Non-parametric analysis using parsimony was conducted with the command-line version of TNT v.1.5. Scripts for running tree searches and calculating jackknife support values can be found [here]:
Using a coalescent approach, individual gene trees were calculated, and a species tree estimated from these results using ASTRAL v.5.7.8. Individual genes trees were calculated using the non-parametric approach as described above (TNT), but can also be done with a parametric approach. Once each invidivual gene tree had been calculated, they were concatenated into a single file (use the cat command), and analysis was performed with ASTRAL.
Example code:
java -jar astral.5.7.7.jar -i concatenated.tre -o out.astral.tre
The following results are not found in the manuscript, but were conducted out of curiosity about the dataset.
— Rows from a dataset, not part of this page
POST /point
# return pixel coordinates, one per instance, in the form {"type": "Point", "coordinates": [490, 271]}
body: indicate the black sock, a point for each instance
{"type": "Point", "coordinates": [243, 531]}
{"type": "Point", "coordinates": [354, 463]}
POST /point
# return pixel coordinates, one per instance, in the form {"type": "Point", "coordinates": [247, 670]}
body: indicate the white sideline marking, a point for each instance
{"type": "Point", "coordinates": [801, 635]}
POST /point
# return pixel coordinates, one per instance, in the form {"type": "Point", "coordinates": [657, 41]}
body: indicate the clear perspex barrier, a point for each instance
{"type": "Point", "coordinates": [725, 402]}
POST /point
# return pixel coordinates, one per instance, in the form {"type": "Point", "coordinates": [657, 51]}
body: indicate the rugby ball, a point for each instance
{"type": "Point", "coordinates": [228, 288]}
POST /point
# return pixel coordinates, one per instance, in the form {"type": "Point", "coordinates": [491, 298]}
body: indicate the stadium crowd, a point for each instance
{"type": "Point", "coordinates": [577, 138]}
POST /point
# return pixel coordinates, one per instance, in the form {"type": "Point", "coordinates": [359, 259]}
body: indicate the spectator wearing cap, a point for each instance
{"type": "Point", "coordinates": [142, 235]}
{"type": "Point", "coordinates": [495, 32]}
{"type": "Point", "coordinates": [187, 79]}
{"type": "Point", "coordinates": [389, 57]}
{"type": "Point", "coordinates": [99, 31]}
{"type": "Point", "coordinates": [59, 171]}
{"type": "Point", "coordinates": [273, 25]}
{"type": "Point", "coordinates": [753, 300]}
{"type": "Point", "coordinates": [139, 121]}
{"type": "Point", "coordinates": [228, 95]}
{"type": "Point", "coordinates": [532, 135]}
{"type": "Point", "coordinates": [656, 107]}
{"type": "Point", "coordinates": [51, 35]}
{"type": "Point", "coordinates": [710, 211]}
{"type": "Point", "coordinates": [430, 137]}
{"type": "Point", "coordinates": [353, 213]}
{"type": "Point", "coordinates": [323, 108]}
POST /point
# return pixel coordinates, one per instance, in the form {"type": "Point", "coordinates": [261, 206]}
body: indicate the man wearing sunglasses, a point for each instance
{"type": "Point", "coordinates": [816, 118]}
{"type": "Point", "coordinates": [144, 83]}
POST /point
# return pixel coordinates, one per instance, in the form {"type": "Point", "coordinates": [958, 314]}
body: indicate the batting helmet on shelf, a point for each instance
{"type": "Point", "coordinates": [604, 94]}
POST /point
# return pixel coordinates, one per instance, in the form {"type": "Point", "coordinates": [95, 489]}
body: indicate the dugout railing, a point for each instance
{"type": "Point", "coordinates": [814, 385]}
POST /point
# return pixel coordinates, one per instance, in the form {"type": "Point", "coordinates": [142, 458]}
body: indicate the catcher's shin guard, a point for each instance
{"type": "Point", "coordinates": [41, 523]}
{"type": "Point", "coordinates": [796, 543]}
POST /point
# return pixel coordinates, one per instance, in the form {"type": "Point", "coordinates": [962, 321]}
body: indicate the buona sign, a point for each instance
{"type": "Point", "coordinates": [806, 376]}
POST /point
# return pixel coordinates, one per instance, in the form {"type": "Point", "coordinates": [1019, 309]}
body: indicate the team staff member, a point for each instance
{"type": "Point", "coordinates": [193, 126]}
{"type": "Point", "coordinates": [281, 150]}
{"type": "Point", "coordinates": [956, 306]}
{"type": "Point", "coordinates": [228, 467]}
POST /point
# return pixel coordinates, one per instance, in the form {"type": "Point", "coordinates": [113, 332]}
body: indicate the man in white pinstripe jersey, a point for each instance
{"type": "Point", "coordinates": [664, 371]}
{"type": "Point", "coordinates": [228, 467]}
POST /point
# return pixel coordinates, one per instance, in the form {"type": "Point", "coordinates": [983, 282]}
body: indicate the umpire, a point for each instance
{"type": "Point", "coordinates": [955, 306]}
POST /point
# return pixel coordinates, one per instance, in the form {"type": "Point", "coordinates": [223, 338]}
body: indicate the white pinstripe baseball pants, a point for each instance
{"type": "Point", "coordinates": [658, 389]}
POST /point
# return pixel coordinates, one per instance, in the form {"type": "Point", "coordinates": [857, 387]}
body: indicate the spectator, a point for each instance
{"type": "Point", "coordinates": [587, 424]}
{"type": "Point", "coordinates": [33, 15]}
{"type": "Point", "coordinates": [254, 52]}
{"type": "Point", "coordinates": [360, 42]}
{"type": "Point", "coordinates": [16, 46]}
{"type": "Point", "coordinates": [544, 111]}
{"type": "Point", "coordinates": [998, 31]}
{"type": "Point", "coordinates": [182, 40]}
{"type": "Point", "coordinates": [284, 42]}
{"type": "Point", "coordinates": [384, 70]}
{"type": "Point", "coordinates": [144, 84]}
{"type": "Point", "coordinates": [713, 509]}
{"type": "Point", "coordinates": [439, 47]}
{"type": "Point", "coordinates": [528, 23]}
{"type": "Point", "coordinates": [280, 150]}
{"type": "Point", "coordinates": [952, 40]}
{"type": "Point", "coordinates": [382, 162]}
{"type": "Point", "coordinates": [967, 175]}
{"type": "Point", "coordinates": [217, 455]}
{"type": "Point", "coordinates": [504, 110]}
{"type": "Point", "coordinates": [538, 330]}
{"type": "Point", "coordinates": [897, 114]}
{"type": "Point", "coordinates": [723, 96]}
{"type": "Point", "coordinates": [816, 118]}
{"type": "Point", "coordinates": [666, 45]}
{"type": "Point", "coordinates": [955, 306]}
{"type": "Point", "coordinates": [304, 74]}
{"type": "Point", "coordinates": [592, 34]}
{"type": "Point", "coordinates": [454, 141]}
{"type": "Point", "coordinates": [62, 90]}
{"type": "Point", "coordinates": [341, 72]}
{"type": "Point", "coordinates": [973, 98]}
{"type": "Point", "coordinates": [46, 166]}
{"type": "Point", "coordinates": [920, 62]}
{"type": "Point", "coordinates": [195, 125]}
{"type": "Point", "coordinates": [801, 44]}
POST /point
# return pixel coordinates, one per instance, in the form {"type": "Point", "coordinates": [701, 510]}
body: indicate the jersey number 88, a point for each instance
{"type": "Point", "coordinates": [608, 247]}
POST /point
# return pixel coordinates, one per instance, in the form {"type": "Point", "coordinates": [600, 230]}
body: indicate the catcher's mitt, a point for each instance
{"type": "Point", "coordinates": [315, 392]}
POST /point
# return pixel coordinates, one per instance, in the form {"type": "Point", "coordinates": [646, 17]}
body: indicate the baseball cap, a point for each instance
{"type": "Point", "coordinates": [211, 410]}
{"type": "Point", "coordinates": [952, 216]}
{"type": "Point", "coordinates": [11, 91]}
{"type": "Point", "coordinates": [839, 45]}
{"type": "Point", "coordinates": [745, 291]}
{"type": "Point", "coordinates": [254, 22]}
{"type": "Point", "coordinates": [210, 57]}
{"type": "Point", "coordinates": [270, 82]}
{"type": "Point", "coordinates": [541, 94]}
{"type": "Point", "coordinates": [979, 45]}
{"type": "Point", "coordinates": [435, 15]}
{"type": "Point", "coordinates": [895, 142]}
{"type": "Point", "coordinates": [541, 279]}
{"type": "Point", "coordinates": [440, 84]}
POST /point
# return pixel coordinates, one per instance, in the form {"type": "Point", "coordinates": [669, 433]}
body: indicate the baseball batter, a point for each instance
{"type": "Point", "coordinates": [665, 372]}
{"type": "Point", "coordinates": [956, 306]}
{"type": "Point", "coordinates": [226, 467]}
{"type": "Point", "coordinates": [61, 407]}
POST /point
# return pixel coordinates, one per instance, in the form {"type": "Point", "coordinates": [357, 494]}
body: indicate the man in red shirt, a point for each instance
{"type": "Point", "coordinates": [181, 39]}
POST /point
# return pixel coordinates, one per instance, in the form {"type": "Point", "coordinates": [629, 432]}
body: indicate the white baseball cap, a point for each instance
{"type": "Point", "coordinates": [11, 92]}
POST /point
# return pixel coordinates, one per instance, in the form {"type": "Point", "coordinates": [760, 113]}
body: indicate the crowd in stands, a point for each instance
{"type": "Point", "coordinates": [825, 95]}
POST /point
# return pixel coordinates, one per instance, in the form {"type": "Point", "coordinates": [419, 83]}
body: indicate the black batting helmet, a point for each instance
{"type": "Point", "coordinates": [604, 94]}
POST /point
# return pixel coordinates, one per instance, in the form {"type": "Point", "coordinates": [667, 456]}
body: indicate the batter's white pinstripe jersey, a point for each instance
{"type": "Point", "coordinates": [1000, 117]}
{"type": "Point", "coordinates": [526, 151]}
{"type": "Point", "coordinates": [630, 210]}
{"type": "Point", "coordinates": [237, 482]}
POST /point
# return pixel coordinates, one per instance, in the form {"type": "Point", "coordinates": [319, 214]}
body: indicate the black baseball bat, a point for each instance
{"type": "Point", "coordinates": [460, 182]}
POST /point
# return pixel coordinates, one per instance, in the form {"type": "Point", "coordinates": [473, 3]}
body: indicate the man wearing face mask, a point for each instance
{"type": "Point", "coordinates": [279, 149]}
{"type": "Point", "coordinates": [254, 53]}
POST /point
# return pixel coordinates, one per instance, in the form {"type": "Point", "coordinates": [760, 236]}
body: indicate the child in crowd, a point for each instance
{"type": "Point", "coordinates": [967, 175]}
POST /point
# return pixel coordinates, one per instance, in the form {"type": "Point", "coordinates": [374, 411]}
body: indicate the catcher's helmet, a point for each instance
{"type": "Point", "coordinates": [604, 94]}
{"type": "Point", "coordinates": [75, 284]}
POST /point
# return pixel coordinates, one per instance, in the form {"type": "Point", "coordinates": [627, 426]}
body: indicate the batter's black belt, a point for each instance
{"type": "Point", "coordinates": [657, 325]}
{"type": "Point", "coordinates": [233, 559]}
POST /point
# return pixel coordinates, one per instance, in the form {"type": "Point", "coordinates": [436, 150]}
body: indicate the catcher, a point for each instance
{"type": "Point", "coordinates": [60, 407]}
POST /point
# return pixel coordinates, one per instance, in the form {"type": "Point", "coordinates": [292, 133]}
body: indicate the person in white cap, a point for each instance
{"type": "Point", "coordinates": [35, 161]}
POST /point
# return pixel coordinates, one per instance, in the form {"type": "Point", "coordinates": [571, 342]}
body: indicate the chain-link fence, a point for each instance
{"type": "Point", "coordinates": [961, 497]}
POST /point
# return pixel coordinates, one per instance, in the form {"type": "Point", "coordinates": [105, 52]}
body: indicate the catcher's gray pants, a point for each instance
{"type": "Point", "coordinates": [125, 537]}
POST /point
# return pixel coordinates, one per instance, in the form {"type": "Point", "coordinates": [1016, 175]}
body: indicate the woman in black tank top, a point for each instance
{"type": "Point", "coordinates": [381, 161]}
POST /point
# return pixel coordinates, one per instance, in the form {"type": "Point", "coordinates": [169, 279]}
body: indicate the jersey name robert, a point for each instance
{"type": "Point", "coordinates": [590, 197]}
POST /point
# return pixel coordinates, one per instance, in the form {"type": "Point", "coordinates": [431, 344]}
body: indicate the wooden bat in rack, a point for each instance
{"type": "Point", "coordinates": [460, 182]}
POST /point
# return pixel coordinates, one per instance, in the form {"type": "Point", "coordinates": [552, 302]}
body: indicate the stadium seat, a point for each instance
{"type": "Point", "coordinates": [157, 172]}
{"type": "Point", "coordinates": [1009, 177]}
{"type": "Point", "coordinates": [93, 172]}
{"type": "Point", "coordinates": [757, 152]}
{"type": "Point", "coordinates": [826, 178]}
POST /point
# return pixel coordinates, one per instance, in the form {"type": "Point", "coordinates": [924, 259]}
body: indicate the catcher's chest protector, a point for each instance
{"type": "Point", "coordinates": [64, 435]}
I followed this tutorial to call variants and create a VCF file for population genomics analysis: (https://speciationgenomics.github.io/) An exploration of the variant based statistics produced from my dataset using R can be found here: R Markdown or PDF.
I searched for genomic population structure with the unsupervised clustering algorithm Admixture
The admixture plots created for my dataset for K=2 through K=5 can be viewed in this PDF document, and the relevant code can be viewed in this R Markdown document.